また、敵意性が高く交通事故を起こしやすい患者に、DHAを連続的に摂取してもらうと明らかに運転が穏やかなものになったと答える外来患者も多いと、西氏は実体験を述べた。
魚の消費量が少ない国ほど鬱病が多い
鬱病については、魚の消費量が少ない国ほど鬱病が多いことを示した地域相関研究がある。魚を全く食べない女性はよく食べる女性に比べて鬱病を発症する危険が高いことを示した疫学研究がある。また、鬱病患者は健常者に比べて抹消のオメガ3系脂肪酸レベルが低いことを示すメタ解析、鬱病患者の脳の眼窩前頭皮質のDHAが明らかに低下していることを示す研究報告もある。

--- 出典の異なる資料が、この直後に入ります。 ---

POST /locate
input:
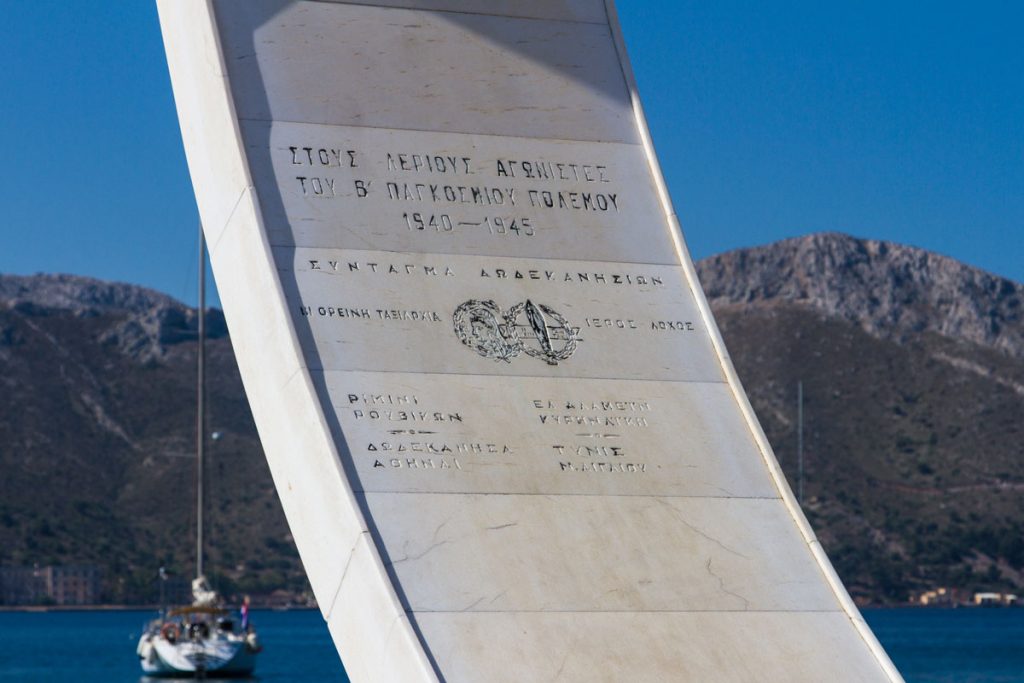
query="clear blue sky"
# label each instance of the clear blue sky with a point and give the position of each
(900, 121)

これらの研究報告についてはオメガ3系脂肪酸の種類が異なるが、オメガ3系脂肪酸は鬱病の改善に一定の効果があるという解釈が認められつつあると西氏。
オメガ3系脂肪酸、精神や肉体の健康増進に大きく寄与
PTSDについてはラットによる基礎研究が行われているが、DHAを与えたラットにおいて海馬の神経新生を活性化させることが明らかとなっている。これにより海馬から早期に恐怖の記憶が消失し、結果的にPTSDの症状が最小化するのではないかという仮説を立て、介入研究を実施している最中であると西氏はいう。

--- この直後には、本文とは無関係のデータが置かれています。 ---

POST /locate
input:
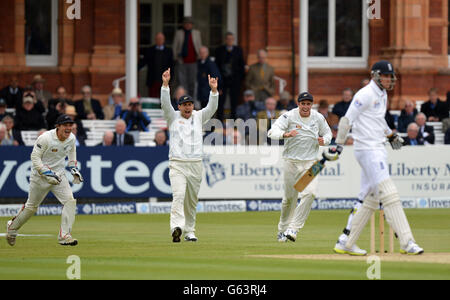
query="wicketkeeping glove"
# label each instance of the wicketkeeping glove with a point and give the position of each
(77, 178)
(51, 177)
(396, 141)
(333, 153)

鬱病に関してもPTSDについても今後大規模な臨床試験が必要だが、オメガ3系脂肪酸には安全性の高さから妊婦や子供も含めた幅広い対象者に受け入れやすいという利点があるため、高齢化社会かつストレス社会における精神や肉体の健康増進に大きく寄与する可能性を秘めていると西氏はまとめた。